The pre-1974 settlement was a mess. Small town politics, including in the Labour heartlands, meant small minded politics. In many of the Scottish councils, housing until 1974 was still allocated personally by councillors. In one area of a central Scottish county council, it was known that keys to a council house were secured by sending your wife to visit the local councillor. At least one District Council, led by a prominent Orangeman whose allocations appeared to reflect his sectarianism, sought to maintain councillor allocation of houses even after reorganisation. In the county council already mentioned, when appointing a Depute Headteacher to a school, the local councillor, an insurance agent, appeared on the doorsteps of the candidates before the interview to attempt to sell them insurance policies. Petty corruption was one aspect of the burgh and county councils model.
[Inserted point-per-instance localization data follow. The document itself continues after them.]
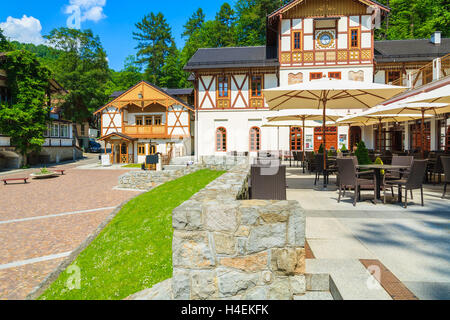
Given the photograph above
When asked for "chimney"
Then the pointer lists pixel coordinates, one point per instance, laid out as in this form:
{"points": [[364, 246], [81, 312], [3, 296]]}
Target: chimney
{"points": [[436, 38]]}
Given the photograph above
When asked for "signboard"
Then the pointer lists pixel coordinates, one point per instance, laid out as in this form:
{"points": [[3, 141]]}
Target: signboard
{"points": [[309, 142], [106, 160], [342, 140]]}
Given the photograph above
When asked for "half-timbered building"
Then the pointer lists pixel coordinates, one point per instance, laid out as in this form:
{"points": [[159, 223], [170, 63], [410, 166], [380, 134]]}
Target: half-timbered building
{"points": [[146, 120], [306, 40]]}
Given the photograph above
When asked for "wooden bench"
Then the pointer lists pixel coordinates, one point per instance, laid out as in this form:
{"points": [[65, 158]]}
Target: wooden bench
{"points": [[5, 181]]}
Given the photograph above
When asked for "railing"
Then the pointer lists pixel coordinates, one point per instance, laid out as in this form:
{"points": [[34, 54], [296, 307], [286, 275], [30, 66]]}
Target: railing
{"points": [[437, 69], [145, 130], [445, 66]]}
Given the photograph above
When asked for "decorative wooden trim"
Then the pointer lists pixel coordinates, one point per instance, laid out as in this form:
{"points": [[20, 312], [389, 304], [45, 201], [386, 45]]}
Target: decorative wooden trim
{"points": [[207, 89], [239, 88]]}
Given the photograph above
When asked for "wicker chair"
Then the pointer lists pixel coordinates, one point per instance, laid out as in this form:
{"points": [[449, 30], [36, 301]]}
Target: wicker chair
{"points": [[349, 177], [446, 165], [268, 182], [412, 182]]}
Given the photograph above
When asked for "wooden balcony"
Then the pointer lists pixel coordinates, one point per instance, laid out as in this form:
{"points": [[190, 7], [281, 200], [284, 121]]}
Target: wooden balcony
{"points": [[151, 132]]}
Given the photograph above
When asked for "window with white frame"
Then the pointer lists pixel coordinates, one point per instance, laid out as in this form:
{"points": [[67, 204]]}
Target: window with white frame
{"points": [[64, 131], [55, 130]]}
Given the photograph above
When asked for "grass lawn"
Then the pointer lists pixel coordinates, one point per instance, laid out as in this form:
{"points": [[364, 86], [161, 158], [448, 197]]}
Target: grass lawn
{"points": [[134, 251], [133, 165]]}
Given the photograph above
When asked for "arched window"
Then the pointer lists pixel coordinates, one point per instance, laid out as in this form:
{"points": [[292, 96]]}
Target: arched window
{"points": [[221, 139], [255, 139]]}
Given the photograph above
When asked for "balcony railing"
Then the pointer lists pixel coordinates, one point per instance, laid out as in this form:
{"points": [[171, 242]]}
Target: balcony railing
{"points": [[435, 70], [146, 131]]}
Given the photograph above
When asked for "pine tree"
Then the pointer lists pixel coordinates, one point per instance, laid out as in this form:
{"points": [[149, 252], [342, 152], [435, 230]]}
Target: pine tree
{"points": [[155, 40]]}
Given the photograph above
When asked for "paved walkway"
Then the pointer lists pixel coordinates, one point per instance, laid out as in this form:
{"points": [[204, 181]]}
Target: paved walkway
{"points": [[43, 221], [413, 243]]}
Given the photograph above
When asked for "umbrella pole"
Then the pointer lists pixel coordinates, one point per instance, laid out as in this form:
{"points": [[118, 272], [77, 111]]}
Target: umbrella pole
{"points": [[324, 143], [303, 144], [422, 133], [380, 128]]}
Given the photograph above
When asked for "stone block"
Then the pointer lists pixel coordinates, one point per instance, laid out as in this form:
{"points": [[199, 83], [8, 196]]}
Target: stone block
{"points": [[252, 263], [288, 261], [233, 282], [298, 284], [181, 284], [192, 250], [204, 285], [224, 243], [220, 216], [318, 282], [280, 289], [266, 236]]}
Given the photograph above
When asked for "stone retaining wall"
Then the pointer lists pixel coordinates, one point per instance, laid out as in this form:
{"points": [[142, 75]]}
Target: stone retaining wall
{"points": [[224, 248]]}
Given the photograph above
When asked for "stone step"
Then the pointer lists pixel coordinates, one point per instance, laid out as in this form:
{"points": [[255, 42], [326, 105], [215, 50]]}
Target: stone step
{"points": [[351, 279], [171, 167], [182, 160]]}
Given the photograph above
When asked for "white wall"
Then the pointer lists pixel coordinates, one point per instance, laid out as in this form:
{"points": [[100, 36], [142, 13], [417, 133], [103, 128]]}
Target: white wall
{"points": [[368, 72]]}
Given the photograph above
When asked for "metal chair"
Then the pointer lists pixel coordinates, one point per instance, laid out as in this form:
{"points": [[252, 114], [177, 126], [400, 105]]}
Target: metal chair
{"points": [[349, 177], [446, 165], [412, 182]]}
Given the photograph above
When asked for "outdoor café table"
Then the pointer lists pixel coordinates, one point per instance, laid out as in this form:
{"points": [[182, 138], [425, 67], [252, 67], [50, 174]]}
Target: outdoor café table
{"points": [[378, 168]]}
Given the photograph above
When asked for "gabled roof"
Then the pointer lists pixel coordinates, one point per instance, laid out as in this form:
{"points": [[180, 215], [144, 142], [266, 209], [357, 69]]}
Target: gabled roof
{"points": [[293, 3], [118, 134], [230, 57], [158, 89], [410, 50]]}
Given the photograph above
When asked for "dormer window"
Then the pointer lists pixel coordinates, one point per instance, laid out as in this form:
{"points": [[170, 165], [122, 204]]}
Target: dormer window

The District and Regional model established in 1974, was confusing and never understood by the electorate. It, in turn, was destroyed by a Tory government, determined to reduce Scottish Labour’s control of local government. The result was a gerry-mandered system which sought to create a few Labour councils and a host of others which, on a strong anti-Labour swing might just elect some combination of anti-Labour parties. It was blatant boundary-fixing which created geographically and socially absurd councils. The massive South Lanarkshire, stretched from the south of Glasgow, including East Kilbride, to the boundaries of Peeblesshire and Dumfriesshire. Its only rationale was that Forsyth believed it might just elect a non-Labour council. There was no consistency. Councils were created as small as Clackmananshire, because, again, the Tories believed it might return a non-Labour majority. On the other hand the massive North Lanarkshire combined major elements of three counties precisely to corral as many Labour voters as possible into one authority and out of neighbouring ones which might vote differently. The irony (as the recent settlement has proved) is that the Tories’ intended result could have been achieved on quite reasonable boundaries had they been willing to ditch the first-past-the-post electoral system.
Several things are clear. Few councils comprise cohesive communities. The link between the councillor and his or her base has been weakened but some services require coordination and strategic efficiency. Before any major changes are made to the structures, questions require to be asked about which services are best delivered locally and which centrally. Look at the Irish Republic: we might learn some lessons.
Local government finance requires review. The revenue raised locally is so small that the link between councillors’ actions in spending and the electorate’s perceptions of how well they spend, has been broken.
The single transferable vote has ended single-party domination of Scottish councils. That has not been matched by a mature response to the nature of the coalitions which political parties require to make if viable, stable local government is to develop.
Answering some of these questions would be more challenging and productive than dreams of a return to parochialism.
Alex. Wood was once a councillor but refused to wear an ermine-trimmed robe.